D'après les uns, ceux qui croient qu'on l'a trouvée dans la terre, elle pourrait être une Déméter ou Cybèle la déesse mère gauloise, d'autres la disent sculptée par un moine du château de l'escalier.
Enfin, grand-mère croyait que Pierre l'ermite l'avait rapportée des croisades et donnée au père abbé d'Arconsat qui était son ami. Il est certain que Notre Dame d'Arconsat s'apparente de très près
aux statues byzantines du temps des croisés. »
« Jusqu'à la révolution, le prestige de notre vierge noire était nettement établi par des guérisons et autres grâces accordées. Au moment de la grande tourmente, elle montra aussi sa puissance.
La cloche de l'église ancienne, célèbre par ses fortes dimensions à plusieurs lieux à la ronde, tenta les agents révolutionnaires en quête de bronze pour les canons de nos armées. Ils vinrent pour la
prendre. Ils pillèrent les vases sacrés ; et, trouvant curieuse la vierge noire, ils la placèrent au milieu d'un char attelé de bœufs, chargé de leur butin. »

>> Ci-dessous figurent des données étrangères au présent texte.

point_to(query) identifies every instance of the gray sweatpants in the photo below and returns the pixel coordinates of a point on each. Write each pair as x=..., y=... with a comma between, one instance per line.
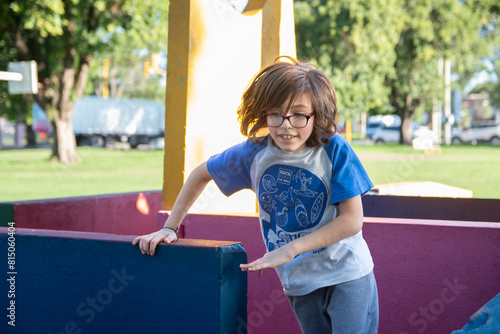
x=350, y=307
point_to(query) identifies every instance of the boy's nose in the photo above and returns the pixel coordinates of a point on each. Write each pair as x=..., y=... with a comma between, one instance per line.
x=286, y=123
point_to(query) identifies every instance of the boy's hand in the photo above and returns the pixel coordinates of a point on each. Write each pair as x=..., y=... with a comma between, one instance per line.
x=147, y=243
x=270, y=260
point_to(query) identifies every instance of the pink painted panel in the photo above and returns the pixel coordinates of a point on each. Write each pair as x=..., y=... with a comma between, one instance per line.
x=117, y=213
x=432, y=275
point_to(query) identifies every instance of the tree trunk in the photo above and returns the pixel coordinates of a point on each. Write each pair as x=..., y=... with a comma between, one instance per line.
x=406, y=133
x=64, y=148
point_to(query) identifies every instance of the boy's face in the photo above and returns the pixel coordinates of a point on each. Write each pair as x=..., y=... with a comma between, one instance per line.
x=288, y=138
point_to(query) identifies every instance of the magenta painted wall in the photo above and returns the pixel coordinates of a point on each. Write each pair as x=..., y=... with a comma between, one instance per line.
x=432, y=275
x=115, y=213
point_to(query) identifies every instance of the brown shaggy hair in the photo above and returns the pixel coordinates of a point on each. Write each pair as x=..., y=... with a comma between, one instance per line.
x=274, y=84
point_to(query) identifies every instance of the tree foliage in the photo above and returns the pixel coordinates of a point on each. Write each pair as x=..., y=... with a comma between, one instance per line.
x=64, y=37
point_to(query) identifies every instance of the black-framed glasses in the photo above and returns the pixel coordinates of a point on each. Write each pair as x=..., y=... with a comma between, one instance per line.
x=296, y=121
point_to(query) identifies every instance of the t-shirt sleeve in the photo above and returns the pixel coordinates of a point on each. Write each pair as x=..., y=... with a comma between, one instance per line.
x=349, y=177
x=230, y=169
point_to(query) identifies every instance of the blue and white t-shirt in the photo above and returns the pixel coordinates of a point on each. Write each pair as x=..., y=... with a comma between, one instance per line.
x=299, y=192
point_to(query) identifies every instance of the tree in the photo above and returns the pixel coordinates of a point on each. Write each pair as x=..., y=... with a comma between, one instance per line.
x=64, y=36
x=383, y=54
x=339, y=36
x=448, y=29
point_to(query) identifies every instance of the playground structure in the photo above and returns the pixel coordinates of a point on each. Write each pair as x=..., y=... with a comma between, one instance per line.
x=436, y=260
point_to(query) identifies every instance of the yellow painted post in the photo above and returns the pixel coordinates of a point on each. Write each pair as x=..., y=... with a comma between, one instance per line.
x=278, y=30
x=213, y=51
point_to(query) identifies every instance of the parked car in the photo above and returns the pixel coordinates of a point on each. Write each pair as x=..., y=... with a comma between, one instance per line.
x=480, y=132
x=386, y=134
x=375, y=122
x=391, y=134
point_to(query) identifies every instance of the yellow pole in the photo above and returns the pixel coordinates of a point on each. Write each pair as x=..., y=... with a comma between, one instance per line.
x=176, y=101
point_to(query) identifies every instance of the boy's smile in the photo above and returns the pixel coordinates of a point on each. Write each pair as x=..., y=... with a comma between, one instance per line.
x=286, y=137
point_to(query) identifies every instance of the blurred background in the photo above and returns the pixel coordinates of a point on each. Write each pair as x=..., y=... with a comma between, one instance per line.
x=417, y=84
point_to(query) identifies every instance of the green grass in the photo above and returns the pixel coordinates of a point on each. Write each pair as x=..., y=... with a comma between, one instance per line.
x=30, y=174
x=471, y=167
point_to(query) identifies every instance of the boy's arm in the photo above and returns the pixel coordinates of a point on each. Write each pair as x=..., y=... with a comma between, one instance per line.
x=346, y=224
x=191, y=190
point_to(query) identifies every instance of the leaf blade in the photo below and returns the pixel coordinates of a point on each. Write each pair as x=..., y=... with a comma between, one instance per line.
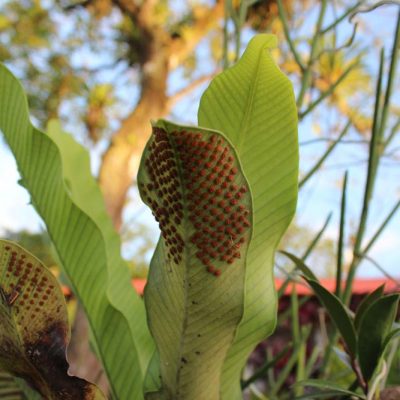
x=80, y=243
x=191, y=179
x=34, y=331
x=375, y=328
x=253, y=104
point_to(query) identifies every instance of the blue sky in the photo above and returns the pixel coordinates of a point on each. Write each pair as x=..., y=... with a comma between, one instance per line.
x=320, y=195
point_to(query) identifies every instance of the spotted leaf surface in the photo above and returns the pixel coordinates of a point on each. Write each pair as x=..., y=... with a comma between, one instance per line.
x=193, y=182
x=34, y=328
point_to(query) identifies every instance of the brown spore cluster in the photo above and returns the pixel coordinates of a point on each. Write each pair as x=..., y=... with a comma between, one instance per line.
x=26, y=287
x=163, y=193
x=195, y=173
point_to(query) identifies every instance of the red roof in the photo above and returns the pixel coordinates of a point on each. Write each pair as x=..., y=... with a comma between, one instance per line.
x=360, y=286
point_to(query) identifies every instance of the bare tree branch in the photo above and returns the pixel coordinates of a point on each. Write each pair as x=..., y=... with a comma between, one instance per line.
x=180, y=94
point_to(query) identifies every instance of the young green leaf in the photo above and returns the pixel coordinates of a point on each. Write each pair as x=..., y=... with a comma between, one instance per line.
x=34, y=329
x=193, y=182
x=253, y=104
x=338, y=314
x=367, y=301
x=55, y=171
x=375, y=328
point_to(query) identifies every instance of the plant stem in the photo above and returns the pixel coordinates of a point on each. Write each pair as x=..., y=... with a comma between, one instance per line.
x=282, y=16
x=391, y=78
x=369, y=186
x=339, y=265
x=305, y=81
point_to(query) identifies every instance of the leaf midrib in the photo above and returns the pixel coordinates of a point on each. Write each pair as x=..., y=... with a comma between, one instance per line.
x=244, y=123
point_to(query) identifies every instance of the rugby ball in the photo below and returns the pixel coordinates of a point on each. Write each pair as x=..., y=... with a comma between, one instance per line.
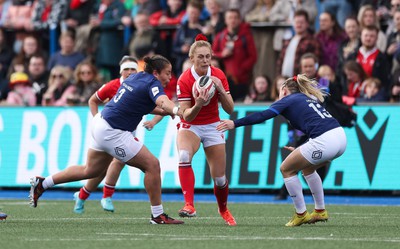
x=206, y=83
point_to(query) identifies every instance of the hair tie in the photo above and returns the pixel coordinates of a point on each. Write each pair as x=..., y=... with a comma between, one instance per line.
x=200, y=37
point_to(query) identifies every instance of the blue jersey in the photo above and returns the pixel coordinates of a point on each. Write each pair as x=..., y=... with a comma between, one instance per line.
x=303, y=113
x=135, y=97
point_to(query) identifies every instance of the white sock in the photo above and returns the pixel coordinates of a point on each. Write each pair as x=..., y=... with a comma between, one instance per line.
x=48, y=182
x=295, y=190
x=157, y=210
x=315, y=183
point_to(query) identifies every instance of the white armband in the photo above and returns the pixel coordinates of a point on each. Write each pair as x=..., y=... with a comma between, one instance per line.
x=175, y=110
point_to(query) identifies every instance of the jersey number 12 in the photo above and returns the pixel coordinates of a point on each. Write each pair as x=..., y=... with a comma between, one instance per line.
x=320, y=110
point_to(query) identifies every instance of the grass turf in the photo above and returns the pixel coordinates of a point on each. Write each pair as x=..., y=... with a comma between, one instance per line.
x=53, y=225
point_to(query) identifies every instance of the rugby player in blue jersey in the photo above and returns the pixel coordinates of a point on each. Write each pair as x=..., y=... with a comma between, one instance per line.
x=300, y=102
x=112, y=137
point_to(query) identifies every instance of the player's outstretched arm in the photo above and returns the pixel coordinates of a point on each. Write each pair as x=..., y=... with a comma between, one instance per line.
x=225, y=98
x=225, y=125
x=190, y=112
x=167, y=105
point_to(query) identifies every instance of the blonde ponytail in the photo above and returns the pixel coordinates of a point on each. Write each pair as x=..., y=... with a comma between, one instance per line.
x=301, y=83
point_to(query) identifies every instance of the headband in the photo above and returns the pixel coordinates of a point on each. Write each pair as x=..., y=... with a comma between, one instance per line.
x=129, y=64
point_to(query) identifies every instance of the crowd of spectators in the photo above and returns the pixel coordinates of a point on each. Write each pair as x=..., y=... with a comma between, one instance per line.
x=355, y=47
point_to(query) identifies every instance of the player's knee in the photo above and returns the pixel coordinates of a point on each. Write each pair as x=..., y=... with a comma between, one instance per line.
x=184, y=156
x=220, y=181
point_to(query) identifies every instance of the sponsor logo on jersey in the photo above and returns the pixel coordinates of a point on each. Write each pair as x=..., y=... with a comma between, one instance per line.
x=155, y=90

1er miracle :au moment du départ, le char contenant la statue fut impossible à déplacer. Ni les cris, ni les coups ne firent avancer les bœufs d'un pas, les roues
semblaient faire corps avec la route, y être scellées comme si elles y avaient pris racines.
2ème miracle : une femme criant des injures fit le geste de donner un coup de pied à la vierge noire, l'insolente tomba la jambe fracturée.
3ème miracle : furieux, un sans-culotte donna un coup d'aiguillon sur l'épaule de la statue. De la piqûre coula des gouttes de sang.
4ème miracle. : le chef de l'expédition voulut avoir le dernier mot, il ordonna de rassembler des fagots, des bancs, des stalles de l'église, de placer au centre
la statue de bois noir. Ce bûcher improvisé brûla en entier. Quand les flammes furent éteintes, on vit au milieu du brasier la vierge intacte. »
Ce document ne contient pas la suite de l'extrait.